A local theatre has been showing little-known WW II films this month (August 2015) on the 70th anniversary of the end of that war, and this film on the British development of radar for the RAF prior to WW II was one of them. I'm interested in the historical development of technology plus I had seen a PBS Nova show several years ago on WW II's spur to radar's development, so I was interested in this BBC production. In addition, Ian Kershaw, a well-respected British historian, wrote the script. I was not disappointed; it was a very enjoyable film for me.
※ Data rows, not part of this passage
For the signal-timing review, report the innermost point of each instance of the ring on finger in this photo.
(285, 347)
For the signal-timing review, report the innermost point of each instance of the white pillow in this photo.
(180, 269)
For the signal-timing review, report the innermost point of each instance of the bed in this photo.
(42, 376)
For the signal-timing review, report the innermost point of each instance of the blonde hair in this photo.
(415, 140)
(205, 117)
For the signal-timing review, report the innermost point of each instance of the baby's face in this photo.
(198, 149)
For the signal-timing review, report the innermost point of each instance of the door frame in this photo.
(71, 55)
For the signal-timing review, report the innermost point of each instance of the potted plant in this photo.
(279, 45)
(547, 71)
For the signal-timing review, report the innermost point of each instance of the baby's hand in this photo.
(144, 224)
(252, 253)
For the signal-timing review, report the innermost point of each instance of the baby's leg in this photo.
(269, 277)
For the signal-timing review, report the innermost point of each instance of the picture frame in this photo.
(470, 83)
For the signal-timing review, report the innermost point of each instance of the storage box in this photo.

I had also seen earlier this year "The Imitation Game" featuring Alan Turing and his team of British mathematicians and codebreakers at Bletchley Park, and the parallels with "Castles" are striking. Both films have groups of unconventional geniuses monitored by class-conscious representatives of Britain's ruling circles and sequestered in rural hideaways where they work under great pressure to help win the war ("Imitation") or prepare for war ("Castles"). Robert Watson Watt, played by Eddie Izzard, is the Alan Turing of "Castles", and although not as eccentric as Turing, is sufficiently unconventional to warrant suspicion and doubt by those in the British government in the late-30s who must trust him with their scarce resources. His idea is to use a series of radio beams: (1) of sufficient strength to echo off incoming objects, e.g., bombers, at a sufficient distance, (2) and of sufficient number to ascertain their direction. The senior officials want him to use the nation's top physicists from Oxford and Cambridge to assist him, but Watt is an engineer for the Meteorological Service and wants to use his fellow "weather engineers" who can think outside-the-box. He gets his way against the rigid class structure of pre-war Britain, and for my money the visible drama of demonstrating radar's efficacy in detecting planes from 60 miles out (as shown in "Castles") is more striking than the drama that unfolds in "Imitation" where the group is finally able to read a coded message. The end of "Castles" shows how well radar has been integrated into RAF's Fighter Command by taking us inside their command centers that are ready to scramble fighters at the first ping on the radarscope on the eve of the Battle of Britain (when the Luftwaffe had three times as many planes at the outset).

Modern wars, for better or worse, are said to be won with economic production and technology, and it's thus gratifying to see little-known figures like Watt featured in a film like this. It's sad to compare, however, that Watt was rewarded with a knighthood in 1942 for his pre-war development of radar, while Turing, pledged to secrecy by the British government for his war-time codebreaking, was not honored during his lifetime and apparently committed suicide.